Despite the growing recognition of the importance of daylight for human health, wellbeing and environmental quality, access to this resource remains disproportionate and inequitable. Daylight conditions vary widely due to a broad set of structural and socio-cultural factors. Rapid urban densification, limited regulatory oversight, economic constraints, climate characteristics, evolving housing typologies, changing work patterns and increasing technological dependence all influence the extent to which daylight reaches living, learning and working environments.

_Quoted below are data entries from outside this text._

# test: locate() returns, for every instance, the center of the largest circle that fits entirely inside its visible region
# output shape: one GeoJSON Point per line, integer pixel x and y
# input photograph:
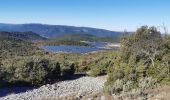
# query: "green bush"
{"type": "Point", "coordinates": [67, 69]}
{"type": "Point", "coordinates": [143, 62]}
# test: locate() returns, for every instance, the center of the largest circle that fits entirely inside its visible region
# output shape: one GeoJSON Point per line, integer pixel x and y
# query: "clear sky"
{"type": "Point", "coordinates": [114, 15]}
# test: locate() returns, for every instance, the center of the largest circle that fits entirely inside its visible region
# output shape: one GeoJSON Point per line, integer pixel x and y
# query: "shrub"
{"type": "Point", "coordinates": [67, 69]}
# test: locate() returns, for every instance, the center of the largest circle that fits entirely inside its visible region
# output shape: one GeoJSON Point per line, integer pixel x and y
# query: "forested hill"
{"type": "Point", "coordinates": [56, 30]}
{"type": "Point", "coordinates": [84, 37]}
{"type": "Point", "coordinates": [28, 36]}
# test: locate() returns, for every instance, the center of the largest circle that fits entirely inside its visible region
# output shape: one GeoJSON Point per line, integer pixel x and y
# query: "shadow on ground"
{"type": "Point", "coordinates": [21, 89]}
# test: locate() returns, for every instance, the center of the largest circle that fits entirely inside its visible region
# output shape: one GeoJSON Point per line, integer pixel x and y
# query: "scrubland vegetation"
{"type": "Point", "coordinates": [143, 62]}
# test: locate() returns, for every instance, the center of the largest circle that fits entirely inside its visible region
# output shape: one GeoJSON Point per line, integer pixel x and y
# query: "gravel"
{"type": "Point", "coordinates": [78, 87]}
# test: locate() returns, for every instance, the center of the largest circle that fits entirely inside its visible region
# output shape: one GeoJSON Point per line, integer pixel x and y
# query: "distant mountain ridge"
{"type": "Point", "coordinates": [57, 30]}
{"type": "Point", "coordinates": [26, 36]}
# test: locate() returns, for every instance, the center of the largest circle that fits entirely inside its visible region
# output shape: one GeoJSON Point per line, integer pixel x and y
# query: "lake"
{"type": "Point", "coordinates": [94, 46]}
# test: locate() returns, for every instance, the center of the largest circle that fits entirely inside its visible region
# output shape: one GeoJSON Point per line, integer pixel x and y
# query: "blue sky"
{"type": "Point", "coordinates": [114, 15]}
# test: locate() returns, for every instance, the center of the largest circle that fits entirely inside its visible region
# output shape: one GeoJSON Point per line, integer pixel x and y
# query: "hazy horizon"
{"type": "Point", "coordinates": [114, 15]}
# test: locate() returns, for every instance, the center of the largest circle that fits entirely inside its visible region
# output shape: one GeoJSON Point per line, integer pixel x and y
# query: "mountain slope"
{"type": "Point", "coordinates": [57, 30]}
{"type": "Point", "coordinates": [83, 37]}
{"type": "Point", "coordinates": [29, 36]}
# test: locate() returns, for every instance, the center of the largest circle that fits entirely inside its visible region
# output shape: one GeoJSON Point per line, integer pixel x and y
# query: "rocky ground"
{"type": "Point", "coordinates": [77, 89]}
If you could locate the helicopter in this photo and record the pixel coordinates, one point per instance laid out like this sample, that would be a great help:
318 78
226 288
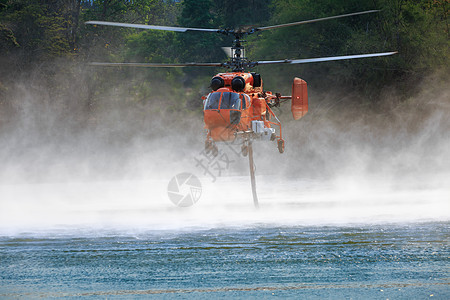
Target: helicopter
238 108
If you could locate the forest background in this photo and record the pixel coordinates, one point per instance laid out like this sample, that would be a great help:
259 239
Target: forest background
42 39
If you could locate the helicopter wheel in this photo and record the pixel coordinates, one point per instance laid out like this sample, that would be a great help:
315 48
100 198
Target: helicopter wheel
244 150
281 145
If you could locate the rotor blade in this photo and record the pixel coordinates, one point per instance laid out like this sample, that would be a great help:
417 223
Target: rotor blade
314 20
320 59
152 65
143 26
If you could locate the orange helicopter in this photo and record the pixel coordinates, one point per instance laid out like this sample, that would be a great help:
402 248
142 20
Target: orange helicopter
238 108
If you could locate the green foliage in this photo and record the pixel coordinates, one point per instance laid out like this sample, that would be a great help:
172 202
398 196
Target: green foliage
418 30
36 31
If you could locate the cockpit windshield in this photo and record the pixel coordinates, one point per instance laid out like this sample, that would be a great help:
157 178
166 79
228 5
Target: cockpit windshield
212 102
230 101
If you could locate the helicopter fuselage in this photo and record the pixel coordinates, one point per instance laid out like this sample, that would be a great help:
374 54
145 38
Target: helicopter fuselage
236 100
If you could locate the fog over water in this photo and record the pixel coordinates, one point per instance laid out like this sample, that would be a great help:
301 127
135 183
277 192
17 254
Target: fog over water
342 165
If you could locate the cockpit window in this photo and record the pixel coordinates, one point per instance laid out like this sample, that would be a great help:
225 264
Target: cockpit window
230 101
212 102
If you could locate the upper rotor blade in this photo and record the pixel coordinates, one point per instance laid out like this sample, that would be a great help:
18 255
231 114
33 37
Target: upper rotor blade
152 65
143 26
314 20
320 59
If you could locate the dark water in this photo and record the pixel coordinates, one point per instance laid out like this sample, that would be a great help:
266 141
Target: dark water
390 261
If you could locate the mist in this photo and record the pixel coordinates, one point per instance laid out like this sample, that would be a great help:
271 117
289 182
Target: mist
68 165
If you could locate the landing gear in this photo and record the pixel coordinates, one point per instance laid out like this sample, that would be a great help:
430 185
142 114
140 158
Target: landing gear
281 145
244 150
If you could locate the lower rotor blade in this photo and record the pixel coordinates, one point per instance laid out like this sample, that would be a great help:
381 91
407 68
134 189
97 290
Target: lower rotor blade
315 20
320 59
143 26
151 65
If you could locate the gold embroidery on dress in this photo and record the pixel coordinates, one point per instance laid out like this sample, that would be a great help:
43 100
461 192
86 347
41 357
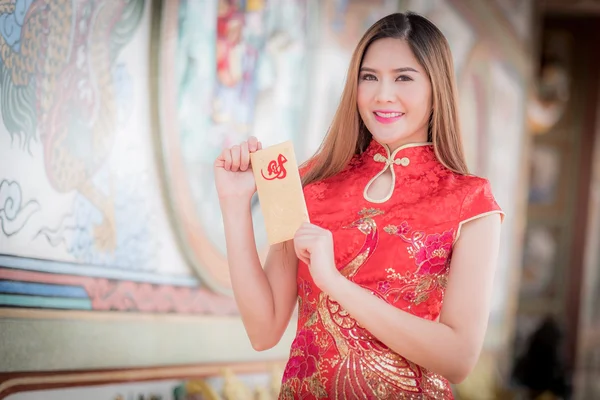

These layers of complexity shape how daylight is used, obstructed, valued or overlooked in everyday life. They give rise to multiple challenges, including insufficient daylight in interior spaces, restricted sky views, overreliance on electric lighting and environments that do not support circadian health. As a result, daylight becomes unevenly distributed, with some groups benefiting from greater access and others experiencing scarcity or compromised conditions, reinforcing broader social and environmental disparities.

 

Objective and Method

This project aims to conceptualize and contextualize the ‘Right to Daylight’ across diverse social, cultural, political and climatic settings. We seek to examine how factors such as housing policies, public health frameworks, legal regulations, cultural habits of living, economic constraints and local conditions shape access to daylight.

Our vision is to promote equitable access to daylight as a fundamental right for human health and wellbeing. To achieve this, we will identify key stakeholders, existing gaps, barriers and opportunities, and define minimum conditions and incentives for implementation in different regions.

Case studies from contrasting context (e.g. tropical x temperate, Global South x North) will serve as diagnostic examples. Through them, we will develop a shared analytical framework to compare and interpret daylight-related parameters in architecture, urbanism, public space and policy.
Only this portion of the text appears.